The reason this distinction matters most in adversarial contexts is that detection regexes are tuned for signal-to-noise on legitimate traffic, while sanitisation rules need to be tight against worst-case input. The two have different failure modes, different test corpora, and different ownership; conflating them is how a "security feature" becomes a security incident.

9. Performance Pitfalls and ReDoS

9.1 Catastrophic Backtracking, Visualized

OWASP's canonical "evil regex" is ^(a+)+$. Against aaaaaX, the engine has to redistribute the five a characters across one or more (a+) iterations. The number of distributions is exponential in the input length:
Backtracking call tree for the catastrophic pattern caret open-paren a-plus close-paren plus dollar matched against aaaaaX
Backtracking call tree for the catastrophic pattern caret open-paren a-plus close-paren plus dollar matched against aaaaaX

Every leaf path ends in failure (because of the trailing X), but the engine has to walk all of them before reporting "no match." On 30 characters that is roughly 2^30 ~ 10^9 operations.

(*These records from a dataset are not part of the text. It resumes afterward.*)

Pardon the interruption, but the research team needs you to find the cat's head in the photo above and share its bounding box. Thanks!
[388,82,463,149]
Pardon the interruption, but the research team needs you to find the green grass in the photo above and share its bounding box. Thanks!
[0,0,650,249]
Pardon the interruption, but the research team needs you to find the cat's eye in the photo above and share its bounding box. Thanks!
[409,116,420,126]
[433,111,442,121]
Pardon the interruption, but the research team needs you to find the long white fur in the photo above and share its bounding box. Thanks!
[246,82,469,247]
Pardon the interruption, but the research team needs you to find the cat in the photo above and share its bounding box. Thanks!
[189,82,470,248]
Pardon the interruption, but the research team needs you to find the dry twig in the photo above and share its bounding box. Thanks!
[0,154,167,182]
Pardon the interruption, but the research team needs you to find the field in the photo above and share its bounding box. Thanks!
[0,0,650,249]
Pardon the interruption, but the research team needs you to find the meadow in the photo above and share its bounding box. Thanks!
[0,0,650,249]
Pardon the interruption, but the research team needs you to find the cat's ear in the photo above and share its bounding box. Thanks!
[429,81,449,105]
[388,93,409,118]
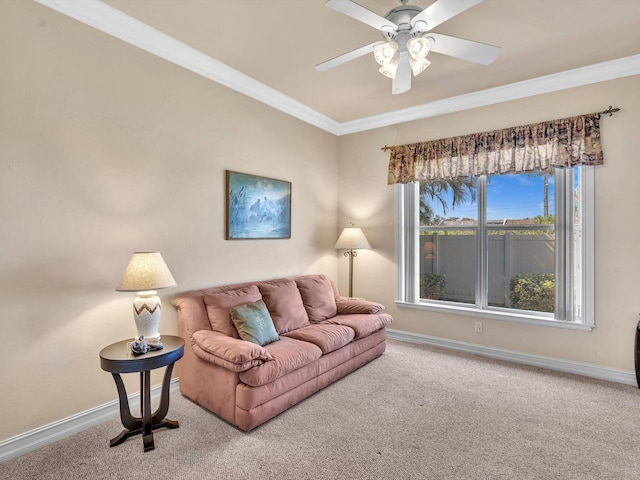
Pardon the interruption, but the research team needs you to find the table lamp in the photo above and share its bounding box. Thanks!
[116,252,176,350]
[335,223,371,297]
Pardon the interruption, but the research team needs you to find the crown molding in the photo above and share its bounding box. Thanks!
[34,0,640,136]
[339,55,640,135]
[35,0,340,135]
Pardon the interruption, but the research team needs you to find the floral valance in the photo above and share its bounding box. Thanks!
[386,113,604,185]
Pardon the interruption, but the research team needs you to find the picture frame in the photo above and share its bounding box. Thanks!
[225,170,291,240]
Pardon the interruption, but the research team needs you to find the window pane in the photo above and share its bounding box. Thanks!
[420,178,478,227]
[420,230,477,304]
[487,171,555,313]
[487,170,555,226]
[420,178,478,304]
[487,230,555,313]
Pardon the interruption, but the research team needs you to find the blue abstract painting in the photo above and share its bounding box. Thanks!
[226,170,291,240]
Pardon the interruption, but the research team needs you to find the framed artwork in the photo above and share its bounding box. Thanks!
[225,170,291,240]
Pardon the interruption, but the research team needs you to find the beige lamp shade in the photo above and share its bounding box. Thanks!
[116,252,176,292]
[116,252,176,353]
[335,227,371,250]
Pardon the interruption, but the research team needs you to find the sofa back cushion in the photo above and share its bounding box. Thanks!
[204,285,262,338]
[229,299,280,346]
[258,279,309,334]
[296,275,338,322]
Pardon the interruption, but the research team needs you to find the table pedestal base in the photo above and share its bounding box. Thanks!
[109,363,179,452]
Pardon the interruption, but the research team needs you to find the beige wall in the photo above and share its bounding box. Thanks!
[0,0,338,441]
[340,76,640,371]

The structural marker is a quantifier on a group whose body itself contains a quantifier on overlapping characters: (a+)+, (a*)*, (a|aa)+, ([a-z]+)*. Once you can recognise this shape, you find it everywhere — including in patterns that you wrote yesterday.

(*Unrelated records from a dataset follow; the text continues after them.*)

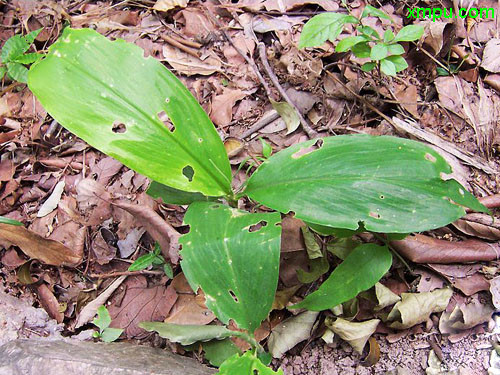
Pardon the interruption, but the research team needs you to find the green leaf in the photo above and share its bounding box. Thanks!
[28,28,231,196]
[217,351,283,375]
[335,35,367,52]
[259,137,273,159]
[0,35,30,64]
[361,5,394,22]
[394,25,424,42]
[361,61,377,72]
[384,29,394,43]
[92,306,111,334]
[7,62,28,83]
[101,328,123,342]
[0,216,23,226]
[245,134,488,233]
[387,43,405,55]
[13,53,43,64]
[139,322,242,345]
[146,181,217,206]
[290,244,392,311]
[380,59,396,76]
[179,202,281,332]
[203,338,241,367]
[128,253,156,271]
[351,43,372,59]
[299,12,359,48]
[370,44,389,61]
[386,55,408,72]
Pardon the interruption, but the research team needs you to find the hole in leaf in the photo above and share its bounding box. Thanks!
[292,139,323,159]
[424,152,437,163]
[182,165,194,182]
[111,121,127,134]
[248,220,267,232]
[156,111,175,133]
[229,290,239,303]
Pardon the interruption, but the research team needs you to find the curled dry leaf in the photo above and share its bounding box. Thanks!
[325,318,380,354]
[387,288,453,329]
[391,234,500,264]
[0,224,83,267]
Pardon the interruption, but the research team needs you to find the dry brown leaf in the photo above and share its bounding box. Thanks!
[108,276,177,338]
[210,89,248,127]
[0,224,83,267]
[113,201,180,264]
[153,0,189,12]
[391,234,500,264]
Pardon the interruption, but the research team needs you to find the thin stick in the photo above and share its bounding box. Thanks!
[258,42,318,138]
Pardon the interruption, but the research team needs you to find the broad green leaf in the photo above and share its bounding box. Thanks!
[101,328,123,342]
[28,28,231,196]
[0,35,30,64]
[216,351,283,375]
[394,25,424,42]
[380,59,396,76]
[361,61,377,72]
[179,202,281,332]
[203,338,241,367]
[146,181,217,205]
[139,322,242,345]
[245,134,488,233]
[0,216,23,226]
[386,55,408,72]
[299,12,359,48]
[13,53,43,64]
[370,44,389,61]
[387,43,405,55]
[92,306,111,333]
[7,62,28,83]
[290,244,392,311]
[335,35,368,52]
[361,5,394,22]
[351,43,372,59]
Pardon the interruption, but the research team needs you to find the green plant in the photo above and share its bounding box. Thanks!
[128,242,174,278]
[92,306,123,342]
[299,5,424,76]
[28,29,487,375]
[0,29,43,83]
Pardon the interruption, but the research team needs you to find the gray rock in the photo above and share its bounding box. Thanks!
[0,339,215,375]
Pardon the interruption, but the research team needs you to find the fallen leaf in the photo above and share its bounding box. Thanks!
[108,276,177,338]
[391,234,500,264]
[387,288,453,329]
[153,0,189,12]
[481,38,500,73]
[0,224,83,267]
[325,318,380,354]
[267,311,319,358]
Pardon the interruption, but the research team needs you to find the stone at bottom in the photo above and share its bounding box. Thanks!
[0,339,215,375]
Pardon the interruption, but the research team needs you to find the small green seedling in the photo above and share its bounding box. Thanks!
[0,29,43,83]
[128,242,174,279]
[92,306,123,342]
[299,5,424,76]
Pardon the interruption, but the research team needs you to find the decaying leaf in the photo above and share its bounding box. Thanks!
[387,288,453,329]
[0,224,83,266]
[267,311,319,358]
[325,318,380,354]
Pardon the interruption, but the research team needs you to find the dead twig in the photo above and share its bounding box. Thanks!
[258,42,318,139]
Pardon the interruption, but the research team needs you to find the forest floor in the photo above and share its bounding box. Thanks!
[0,0,500,375]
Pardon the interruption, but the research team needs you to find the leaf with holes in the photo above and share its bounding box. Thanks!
[28,28,231,196]
[179,202,281,332]
[290,244,392,311]
[245,134,487,233]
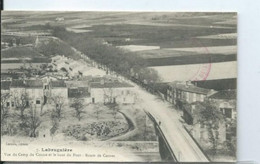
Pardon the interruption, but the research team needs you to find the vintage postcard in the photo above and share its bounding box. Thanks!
[1,11,237,162]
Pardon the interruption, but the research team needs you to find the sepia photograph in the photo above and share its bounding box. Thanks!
[1,11,237,162]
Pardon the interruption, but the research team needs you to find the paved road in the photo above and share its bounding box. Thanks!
[136,87,208,162]
[60,40,208,162]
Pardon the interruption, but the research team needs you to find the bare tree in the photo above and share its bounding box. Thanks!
[103,87,116,104]
[51,96,65,121]
[1,93,10,134]
[12,91,29,122]
[107,103,119,121]
[194,101,225,154]
[94,104,103,120]
[27,104,41,138]
[70,98,86,121]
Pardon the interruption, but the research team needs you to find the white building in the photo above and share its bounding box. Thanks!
[90,80,135,104]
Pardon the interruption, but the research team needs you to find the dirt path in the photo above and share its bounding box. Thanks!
[108,111,136,141]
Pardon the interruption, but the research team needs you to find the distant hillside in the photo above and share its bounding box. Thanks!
[1,47,43,58]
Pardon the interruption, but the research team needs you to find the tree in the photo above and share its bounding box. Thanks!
[70,98,85,121]
[103,87,117,104]
[94,104,103,120]
[51,96,64,121]
[12,90,29,122]
[1,93,10,134]
[27,104,41,138]
[194,101,224,155]
[107,103,119,121]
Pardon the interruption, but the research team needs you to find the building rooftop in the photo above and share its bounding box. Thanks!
[209,90,237,100]
[1,81,11,90]
[51,80,66,88]
[169,81,210,95]
[65,80,89,88]
[10,80,43,88]
[90,81,133,88]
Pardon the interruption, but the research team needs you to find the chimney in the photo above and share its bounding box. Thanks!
[100,79,105,85]
[186,80,192,86]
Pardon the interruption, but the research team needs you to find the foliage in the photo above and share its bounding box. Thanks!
[194,101,224,154]
[1,93,10,134]
[12,91,30,122]
[70,98,86,121]
[51,96,65,121]
[26,104,42,138]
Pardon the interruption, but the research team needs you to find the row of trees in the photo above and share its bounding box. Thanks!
[182,101,236,155]
[1,93,41,137]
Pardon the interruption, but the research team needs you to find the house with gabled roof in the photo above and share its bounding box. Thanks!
[89,79,135,104]
[166,81,214,107]
[208,90,237,119]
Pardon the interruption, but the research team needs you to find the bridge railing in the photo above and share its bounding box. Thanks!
[145,111,178,162]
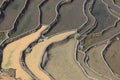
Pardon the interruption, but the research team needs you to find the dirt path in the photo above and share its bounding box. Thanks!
[2,26,46,80]
[26,30,75,80]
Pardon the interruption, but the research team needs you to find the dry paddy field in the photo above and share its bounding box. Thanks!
[44,38,89,80]
[10,0,42,37]
[0,0,26,31]
[85,22,120,49]
[2,26,46,80]
[87,44,117,80]
[47,0,86,36]
[92,0,117,32]
[41,0,60,24]
[113,0,120,6]
[105,40,120,75]
[25,31,76,80]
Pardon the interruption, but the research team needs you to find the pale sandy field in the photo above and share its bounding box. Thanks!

9.2 Real CVEs (Cloudflare 2019, Stack Exchange 2016)

Two production outages popularised ReDoS to mainstream engineering audiences:
  • Cloudflare, 2 July 2019. A regex deployed to the global WAF managed-rules layer contained the substring .*(?:.*=.*). Adversarial-shaped legitimate traffic triggered catastrophic backtracking, CPU exhaustion across the edge, and a 27-minute global HTTP serving incident. The full pattern and post-mortem are public on the Cloudflare engineering blog (referenced in chapter 13).
  • Stack Overflow / Stack Exchange, 20 July 2016. A homepage formatting pass used a pattern equivalent to \s+$ for stripping trailing whitespace. A single comment with roughly 20,000 trailing whitespace characters triggered O(n^2) behaviour, exhausting the formatter and tipping over the home page for 34 minutes.

OWASP's ReDoS catalogue cites further CVEs across the .NET ecosystem and the JavaScript ecosystem: CVE-2009-3275 / -3276 / -3277 (Microsoft Enterprise Library, Telerik, and other 2009-era components), CVE-2015-2526 in ASP.NET MVC's EmailAddressAttribute, and CVE-2022-3517 in the npm minimatch library's braceExpand. Search a CVE database periodically for fresh entries; new ReDoS findings remain a steady trickle.

9.3 Defensive Patterns — Anchors, Possessive, RE2

Three independent defences, in order of how disruptive they are to existing code:
  1. Anchor and use negated character classes wherever possible. [^"]* does not backtrack into adjacent regions; .*? does. Replacing lazy or greedy . with a negated class is the cheapest fix.
  2. Apply atomic groups or possessive quantifiers around any quantifier whose body could match the next character of the pattern. ^(?>\s+)\S or ^\s++\S rather than ^\s+\S.
  3. Switch engines for adversarial input. Google RE2 (and the Rust regex crate, and Go's regexp) executes in linear time on any input. The cost is that lookarounds and backreferences are unavailable. For WAF-style tagging where the pattern is your only input filter and the attacker chooses the text, this trade-off is usually correct.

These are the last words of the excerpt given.